Ce qu’il faut surtout retenir de Quai d’Orsay c’est qu’il s’agit d’une comédie. Et une comédie bien réussie. Dès l’abord, Bertrand Tavernier évite les écueils souvent fatals aux comédies françaises : les situations rebattues des comédies sentimentales (ici, la question n’est pas de savoir qui finira avec qui), les castings vus et revus à base de bandes de copains recyclées (certes, Thierry Lhermitte est un habitué des comédies les plus faciles mais il est entouré de sang neuf et de talent), et les dialogues saturés de bêtise et de vulgarité. Monsieur Tavernier serait-il donc un élitiste ? Certes, tous ses personnages sont des intellectuels, qui ont fait de hautes études et occupent des postes à responsabilité. Certes, le film est découpé en chapitres que viennent annoncer des citations d’Héraclite. Et pourtant, il est accessible à tous, et résolument drôle.
Les secrets de cette réussite ? Une situation simple : celle d’un néophyte qui découvre un monde complexe dont il ne possède pas les clés. Relégué sur un coin de bureau, perdu parmi les multiples échelons de la hiérarchie ministérielle, bizuté par la vénéneuse conseillère Afrique (Julie Gayet, délicieuse en manipulatrice élégante), le pauvre Arthur s’attire bien vite la sympathie du spectateur, lui aussi béotien en ce domaine. Des acteurs très impliqués, tous parfaits dans leurs rôles : Thierry Lhermitte est convaincant en ministre virevoltant, Raphaël Personnaz attendrissant en idéaliste déboussolé, et les seconds rôles rivalisent de brio. Citons notamment Anaïs Demoustier, valeur montante du cinéma français, Thierry Frémont, en trublion adepte des chansons paillardes, et Niels Arestrup, en vieux singe à qui on n’apprend plus à faire des grimaces.

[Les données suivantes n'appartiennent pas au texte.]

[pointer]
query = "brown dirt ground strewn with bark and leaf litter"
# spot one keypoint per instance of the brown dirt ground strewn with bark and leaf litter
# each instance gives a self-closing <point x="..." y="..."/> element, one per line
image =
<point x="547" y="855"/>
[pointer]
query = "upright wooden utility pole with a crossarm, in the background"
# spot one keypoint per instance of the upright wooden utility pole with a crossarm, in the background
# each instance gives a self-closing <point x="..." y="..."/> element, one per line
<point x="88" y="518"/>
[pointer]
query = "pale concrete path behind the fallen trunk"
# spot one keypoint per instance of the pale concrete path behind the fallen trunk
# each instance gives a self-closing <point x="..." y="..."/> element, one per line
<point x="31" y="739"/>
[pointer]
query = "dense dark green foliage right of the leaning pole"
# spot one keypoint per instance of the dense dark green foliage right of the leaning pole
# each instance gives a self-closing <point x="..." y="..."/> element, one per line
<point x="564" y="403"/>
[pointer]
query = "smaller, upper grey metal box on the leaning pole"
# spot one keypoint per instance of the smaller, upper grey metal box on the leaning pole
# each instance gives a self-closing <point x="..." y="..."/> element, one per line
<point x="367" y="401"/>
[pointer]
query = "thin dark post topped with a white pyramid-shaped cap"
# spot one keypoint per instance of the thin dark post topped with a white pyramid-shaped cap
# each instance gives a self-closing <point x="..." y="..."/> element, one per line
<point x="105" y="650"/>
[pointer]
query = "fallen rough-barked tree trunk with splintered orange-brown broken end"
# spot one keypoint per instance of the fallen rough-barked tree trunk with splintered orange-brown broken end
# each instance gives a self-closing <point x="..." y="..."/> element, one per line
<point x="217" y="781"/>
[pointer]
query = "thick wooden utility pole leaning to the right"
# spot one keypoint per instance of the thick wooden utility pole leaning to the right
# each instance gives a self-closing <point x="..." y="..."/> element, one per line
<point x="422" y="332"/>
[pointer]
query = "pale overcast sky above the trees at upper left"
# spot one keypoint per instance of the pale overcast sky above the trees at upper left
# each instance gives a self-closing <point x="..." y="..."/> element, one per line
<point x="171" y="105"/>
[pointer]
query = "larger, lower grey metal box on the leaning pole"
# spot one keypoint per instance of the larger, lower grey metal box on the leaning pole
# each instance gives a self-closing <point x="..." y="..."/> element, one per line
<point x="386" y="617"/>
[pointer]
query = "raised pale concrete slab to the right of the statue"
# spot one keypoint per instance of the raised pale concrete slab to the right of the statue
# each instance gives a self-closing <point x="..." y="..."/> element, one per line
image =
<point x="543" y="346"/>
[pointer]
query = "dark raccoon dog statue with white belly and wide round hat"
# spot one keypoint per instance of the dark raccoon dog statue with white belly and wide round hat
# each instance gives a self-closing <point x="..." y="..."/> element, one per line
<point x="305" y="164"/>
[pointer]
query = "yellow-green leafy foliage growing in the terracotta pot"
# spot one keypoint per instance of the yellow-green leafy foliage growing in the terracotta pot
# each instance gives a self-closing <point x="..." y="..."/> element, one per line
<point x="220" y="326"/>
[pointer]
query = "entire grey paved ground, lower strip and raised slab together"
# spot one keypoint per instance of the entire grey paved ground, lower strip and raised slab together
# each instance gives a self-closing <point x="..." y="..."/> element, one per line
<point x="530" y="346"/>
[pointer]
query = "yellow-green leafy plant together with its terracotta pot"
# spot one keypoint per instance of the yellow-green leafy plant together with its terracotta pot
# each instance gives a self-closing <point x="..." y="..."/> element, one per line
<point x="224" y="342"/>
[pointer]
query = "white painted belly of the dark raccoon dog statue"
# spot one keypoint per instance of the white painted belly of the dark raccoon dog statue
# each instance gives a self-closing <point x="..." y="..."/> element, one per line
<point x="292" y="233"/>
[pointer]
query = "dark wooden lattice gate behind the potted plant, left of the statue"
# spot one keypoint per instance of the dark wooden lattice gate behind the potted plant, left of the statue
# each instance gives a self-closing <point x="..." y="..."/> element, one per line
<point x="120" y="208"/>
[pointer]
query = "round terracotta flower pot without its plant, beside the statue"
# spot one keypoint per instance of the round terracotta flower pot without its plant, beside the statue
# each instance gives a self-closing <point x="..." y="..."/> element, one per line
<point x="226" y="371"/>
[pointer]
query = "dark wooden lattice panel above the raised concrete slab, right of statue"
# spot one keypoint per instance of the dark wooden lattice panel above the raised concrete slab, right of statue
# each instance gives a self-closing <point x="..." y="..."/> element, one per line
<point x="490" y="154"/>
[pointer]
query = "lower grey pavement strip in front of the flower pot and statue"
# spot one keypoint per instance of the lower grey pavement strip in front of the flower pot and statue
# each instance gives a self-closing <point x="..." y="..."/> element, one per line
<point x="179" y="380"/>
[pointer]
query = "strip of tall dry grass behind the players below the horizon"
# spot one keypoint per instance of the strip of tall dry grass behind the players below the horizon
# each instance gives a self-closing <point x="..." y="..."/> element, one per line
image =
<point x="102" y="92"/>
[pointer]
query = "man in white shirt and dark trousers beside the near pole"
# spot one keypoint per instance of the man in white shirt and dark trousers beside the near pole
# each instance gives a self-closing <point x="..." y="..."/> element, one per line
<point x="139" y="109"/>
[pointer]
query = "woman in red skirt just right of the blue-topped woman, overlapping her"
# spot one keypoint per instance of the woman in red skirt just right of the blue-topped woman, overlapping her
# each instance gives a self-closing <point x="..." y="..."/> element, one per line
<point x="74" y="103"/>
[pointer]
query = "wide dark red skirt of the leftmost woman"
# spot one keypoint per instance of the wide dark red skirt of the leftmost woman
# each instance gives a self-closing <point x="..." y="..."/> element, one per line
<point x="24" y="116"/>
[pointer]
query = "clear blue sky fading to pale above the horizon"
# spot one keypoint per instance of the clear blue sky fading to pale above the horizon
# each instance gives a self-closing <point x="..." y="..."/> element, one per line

Surtout, le film bénéficie d’un texte ciselé. Et c’est l’essentiel, car la langue est sans doute le personnage principal du film. Comme le dit le ministre en embauchant Arthur : « je vous confie ce qu’il y a de plus important : le langage ». Ces mots qu’Arthur doit agencer et réagencer dans les discours du ministre au gré des humeurs de celui-ci, le spectateur s’en délecte à toutes les sauces. Qu’il s’agisse des concepts clés du ministre (légitimité, unité, responsabilité, efficacité, et j’en passe), des termes de prédilection de ses amis lettrés (« la complexité » chère à Jean-Paul François – Didier Bezace), des maximes de son père (« on a tous en nous un grand-père qui tricote »), des citations d’Héraclite qu’il distille ou de leur déformation par Arthur et Maupas à propos d’un conflit sur les anchois (scène à pleurer de rire), d’expressions informatiques altérées (« vous avez encore fait papier-collé et ça a été avalé par votre machine »), d’un salmigondis de pensées éculées servi au prix Nobel de littérature, des paroles d’une chanson olé olé insérées dans un discours ou d’une diatribe sur l’importance des Stabilo, le langage se plie en quatre de manière jubilatoire. Et puis, au milieu des éclats de rire (servis par un montage léché et des jeux de caméra appliqués), quelques phrases fulgurantes de vérité, du style : « Tu vas leur trouver plein de choses à dire, comme ça ils n’auront plus à les faire. »
Petit bémol toutefois, quelques failles dans le scénario. Des questions restent en suspens (quid du dîner auquel Marina voulait assister ?), on ne saura jamais vraiment si Arthur a raison de faire confiance au ministre, et la fin est un peu téléphonée. Mais on rit tellement que ce n’est pas si grave.